На площади мы попрощались с Саньками. Они остались ждать открытия протата, а мы пошли в Кутлумуш. Расставание, как и дорога, вышло грустным. Я почему-то был уверен, что мы уже не встретимся. Санёк-питерский всё пытался что-то подарить на память из множества вещей, которые непонятно каким образом вмещались в его небольшой рюкзачок, Санёк-московский и Алексей Иванович обменивались адресами…

Когда мы уже стояли у заветной кутлумушской калитки, Алексей Иванович, приободрившись, сказал:

— Вот, послал Господь друзей в нужное время. Что бы мы без Саньков делали в Пантелеймоне и в скиту? А теперь нас ждёт монахус Серафим, он нам всё расскажет, — и потянул калитку на себя.

Она, разумеется, не открылась.

3

Алексей Иванович — человек впечатлительный, для него, как, впрочем, и для всякого православного, есть Промысел Божий, а случайностей — нет. Поэтому, когда калиточка не открылась, он тут же покрылся потом и затряс калиточку, повторяя:

— Молитвами Святых Отцов наших, Господи Иисусе Христе, помилуй нас.

Оказалось, что калиточка замкнута на небольшой крючок, какой раньше, до эпохи евроремонта, присутствовал почти в каждой ванной комнате коммунальных квартир.

Слава Богу, что не оторвал, крючочек-то легко открывался. Алексей Иванович вытер пот, и мы вошли.
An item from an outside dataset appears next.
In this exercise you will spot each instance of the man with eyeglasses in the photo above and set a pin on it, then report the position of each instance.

Первое ощущение было, что попали в образцово-показательное садоводческое хозяйство, так сказать, для своих. По левую руку от нас аккуратными рядами наблюдались культурные посадки то ли маслин, то ли других плодоносящих, перемежалось это всё лужайками, клумбами и беседками. По правую руку почти отвесной стеной поднималась гора — храма видно не было. Мы даже засомневались, а не заплутали ли опять? Впрочем, впереди виднелось строение тёмно-красного цвета, не тусклого, как наши водонапорные башни почти на всех полустанках, а насыщенного, живого. На имевшейся у нас карте Кутлумуш был представлен как раз в таких тонах, более того, в одном из путеводителей писалось, что Кутлумуш выделяется из всех монастырей Афона именно необычным тёмно-красным цветом построек. А вообще-то это один из самых древних монастырей Афона. Построен греками и греческим всегда оставался[48]. Это нас нисколько не смущало, во-первых, мы были уверены, что попадём под покровительство монаха Серафима, во-вторых, тоскливые воспоминания о чувствах инородца, испытанные в архондарике Андреевского скита, притупились, ну, а в-третьих, мы были «русия ортодокс», что, как нам представлялось, соответствует званию особо почётного гостя. Мне почему-то сейчас подумалось, что американцы, когда куда-нибудь лезут, тоже так о себе думают.

Ну, Бог с ними, с американцами, нам с бы с собой разобраться. Кстати, приземистый дом, закрасневшийся впереди нас, оказался жилым и обитали там явно не монахи. Зато, обогнув его, мы обнаружили стену, похожую на монастырскую, и, пройдя вдоль, вышли к красивым воротам с колоннами. Напротив ворот была чудная каменная беседка, увитая зеленью, в глубине которой журчал родничок. Асфальтовая дорожка, по которой мы шли, закончилась, началась брусчатка. Ну, слава Богу!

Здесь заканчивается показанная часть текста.